2005 yılında Melis Tezkan ve Okan Urun’un el birliğiyle çalışmalarına başlamış olan biriken Sanat Topluluğu, 2014 İstanbul Tiyatro Festivali’nin de desteği ile, bu kez değişik bir Çehov uyarlamasına el atmış. Kendi tanımlarıyla “displinler arası tiyatro” çalışmalarıyla bilinen bu topluluk, yazarın arkadaşı (mıydı acaba?) yayımcı ve tiyatro sahibi Aleksey Suvorin'in tek oyunu olan "Tatyana Repina" (1888) ile Çehov'un hemen ardından tepki olarak kaleme alıp Suvorin'e gönderdiği aynı isimli tek perdelik denemesini neredeyse dikişsiz biçimde tek bir metin olarak kısaltıp oyunlaştırmış. Suvorin'in özgün başkişilerinden, döneminin ünlü opera ve tiyatro divası Evlalia Kadmina’dan esinlenip yarattığı sahne sanatçısı Tatyana'nın eski sevgilisi Peter ile genç rakibi Maşa'nın kilisedeki düğün törenini konu alan Çehov'un kısacık "devam" oyunu, Rus Edebiyatı uzmanları arasında bitmeyen polemiklere yol açmıştı: Suvorin'de kalmasını rica ettiği, ancak daha sonra ortaya çıkıp toplu eserleri arasında da basılan Çehov'un bu yapıtı yergi amaçlı bir parodi miydi, yoksa övgü gösterisi anlamındaki bir armağan olarak mı görülmeli? Bence hiç fark etmez – asıl önemli olan, bir Türk tiyatro topluluğunun böylesine cesur bir "füzyon" girişiminde bulunmasıdır...

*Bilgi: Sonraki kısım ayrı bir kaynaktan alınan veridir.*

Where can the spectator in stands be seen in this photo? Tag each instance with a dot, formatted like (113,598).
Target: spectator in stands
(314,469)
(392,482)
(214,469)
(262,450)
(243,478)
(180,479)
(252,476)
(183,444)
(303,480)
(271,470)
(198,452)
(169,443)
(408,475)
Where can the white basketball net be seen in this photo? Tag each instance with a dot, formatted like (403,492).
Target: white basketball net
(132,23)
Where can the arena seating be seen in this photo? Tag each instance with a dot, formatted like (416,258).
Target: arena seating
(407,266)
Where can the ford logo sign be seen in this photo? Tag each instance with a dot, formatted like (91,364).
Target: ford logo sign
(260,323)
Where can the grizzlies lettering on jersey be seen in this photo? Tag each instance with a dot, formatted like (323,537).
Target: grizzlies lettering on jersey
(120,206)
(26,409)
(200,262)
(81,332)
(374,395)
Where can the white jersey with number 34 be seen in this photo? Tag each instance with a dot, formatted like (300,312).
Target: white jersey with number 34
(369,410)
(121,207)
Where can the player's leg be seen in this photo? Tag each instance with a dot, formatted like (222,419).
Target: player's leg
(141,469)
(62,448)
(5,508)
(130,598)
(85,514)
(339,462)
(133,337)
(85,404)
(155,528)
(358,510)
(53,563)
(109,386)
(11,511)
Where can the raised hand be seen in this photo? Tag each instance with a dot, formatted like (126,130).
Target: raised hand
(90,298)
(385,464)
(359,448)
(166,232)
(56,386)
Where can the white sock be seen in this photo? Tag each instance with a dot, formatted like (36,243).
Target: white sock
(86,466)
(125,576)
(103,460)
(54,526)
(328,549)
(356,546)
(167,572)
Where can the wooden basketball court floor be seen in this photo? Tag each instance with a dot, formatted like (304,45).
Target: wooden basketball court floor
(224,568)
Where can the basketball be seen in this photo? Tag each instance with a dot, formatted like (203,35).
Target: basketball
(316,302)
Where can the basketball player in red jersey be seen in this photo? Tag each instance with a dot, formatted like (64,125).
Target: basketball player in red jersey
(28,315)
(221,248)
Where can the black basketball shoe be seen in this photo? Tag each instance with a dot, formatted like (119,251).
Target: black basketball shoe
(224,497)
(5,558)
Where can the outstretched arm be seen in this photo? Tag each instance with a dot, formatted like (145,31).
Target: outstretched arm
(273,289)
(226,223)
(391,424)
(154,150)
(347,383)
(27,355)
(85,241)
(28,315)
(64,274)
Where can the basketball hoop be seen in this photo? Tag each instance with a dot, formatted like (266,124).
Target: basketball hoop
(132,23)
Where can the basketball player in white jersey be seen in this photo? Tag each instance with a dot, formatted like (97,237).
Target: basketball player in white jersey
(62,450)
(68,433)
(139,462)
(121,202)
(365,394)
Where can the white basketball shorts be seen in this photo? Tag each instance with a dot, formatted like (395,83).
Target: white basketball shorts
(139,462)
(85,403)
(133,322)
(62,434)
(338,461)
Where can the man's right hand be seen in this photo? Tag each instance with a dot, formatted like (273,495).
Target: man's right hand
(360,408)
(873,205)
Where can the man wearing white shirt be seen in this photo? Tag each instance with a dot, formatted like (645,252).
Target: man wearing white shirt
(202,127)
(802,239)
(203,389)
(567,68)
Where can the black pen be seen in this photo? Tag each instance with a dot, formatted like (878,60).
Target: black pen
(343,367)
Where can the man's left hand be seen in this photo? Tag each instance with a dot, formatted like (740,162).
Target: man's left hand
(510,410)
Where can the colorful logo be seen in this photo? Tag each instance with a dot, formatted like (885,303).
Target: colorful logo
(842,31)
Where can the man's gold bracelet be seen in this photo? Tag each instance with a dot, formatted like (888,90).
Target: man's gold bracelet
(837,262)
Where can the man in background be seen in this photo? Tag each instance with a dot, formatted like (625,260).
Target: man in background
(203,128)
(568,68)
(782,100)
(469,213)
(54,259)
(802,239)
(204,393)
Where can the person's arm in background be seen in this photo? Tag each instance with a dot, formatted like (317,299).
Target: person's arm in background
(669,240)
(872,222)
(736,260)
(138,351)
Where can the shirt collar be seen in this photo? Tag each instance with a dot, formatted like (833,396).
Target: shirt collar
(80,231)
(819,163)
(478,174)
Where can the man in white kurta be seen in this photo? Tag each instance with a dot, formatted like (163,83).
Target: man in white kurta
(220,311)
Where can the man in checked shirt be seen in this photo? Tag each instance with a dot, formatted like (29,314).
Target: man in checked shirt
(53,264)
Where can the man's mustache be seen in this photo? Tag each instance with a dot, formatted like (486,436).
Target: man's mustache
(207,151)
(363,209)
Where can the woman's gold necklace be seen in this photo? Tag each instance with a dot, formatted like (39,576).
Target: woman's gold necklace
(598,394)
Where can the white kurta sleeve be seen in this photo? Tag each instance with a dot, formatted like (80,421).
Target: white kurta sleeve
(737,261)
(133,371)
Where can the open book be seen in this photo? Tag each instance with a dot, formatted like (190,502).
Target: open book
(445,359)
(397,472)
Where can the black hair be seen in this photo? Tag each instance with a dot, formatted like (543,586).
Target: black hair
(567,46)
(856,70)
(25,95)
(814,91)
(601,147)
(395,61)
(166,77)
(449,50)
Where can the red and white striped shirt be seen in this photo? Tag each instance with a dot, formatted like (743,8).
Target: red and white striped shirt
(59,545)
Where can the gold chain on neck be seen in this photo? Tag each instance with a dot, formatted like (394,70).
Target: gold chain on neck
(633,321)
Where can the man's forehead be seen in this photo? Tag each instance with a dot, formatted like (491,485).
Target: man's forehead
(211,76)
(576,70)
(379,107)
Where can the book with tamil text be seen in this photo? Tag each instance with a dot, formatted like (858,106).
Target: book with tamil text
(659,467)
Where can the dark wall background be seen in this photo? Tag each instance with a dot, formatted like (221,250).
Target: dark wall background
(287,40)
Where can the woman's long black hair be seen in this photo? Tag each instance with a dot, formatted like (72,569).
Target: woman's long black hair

İki bölümden oluşan tek perdelik “Tatyana”nın hemen başında, daha seyirciler içeriye alınırken onları kapıda karşılayan gelin (Defne Halman) ve damadın (Fırat Çelik) düğün törenindeki kilisede (diğer oyuncuların, izleyiciler ile sahnenin üç tarafında yer aldığı blackbox sahnede) görün(mey)en siyahlı kadın, onları izleyen Tatyana’nın hayaleti midir acaba? İşte, Çehov’un bu kısa çalışmasının din ile ilgili kimi çarpıcı yorumlarını da içeren bölümün ardından, Suvorin’in 4 (dört!) perdelik oyununu “özetliyor”(!) biriken. Ve burada, dönemin sanat çevreleri/”entelejensiya”sının acımasız bir eleştirisi başlıyor... Meğerse devrim öncesi geç Çarlık Rusyası'ndan bugüne dek hiç ama hiç bir şey değişmemiş! Sekiz oyuncunun canlandırdığı yeni zenginler, servet avcıları, şak-şakcılar, şöhret delisi medya mensupları, seks tutkunları – adaletsizliğin yanı sıra kıskançlık ve sahtecilik, hedonizm ve materyalizm ile gösteriş dürtülerinin arasında bocalayan ("pre-modern" mi desek?) bir toplum – belki de günümüzün tanımıyla "beyaz toplum" tabakası! St.Petersburg-Moskova arası çekişmeler, İstanbul-Ankara tartışmalarına bile koşutluklar gösteriyor; düğünlerde (veya cenazelerde cami avlularında) süregelen dedikodular, dolaplar, en basitinden laf atmalar da neredeyse aynı gibi...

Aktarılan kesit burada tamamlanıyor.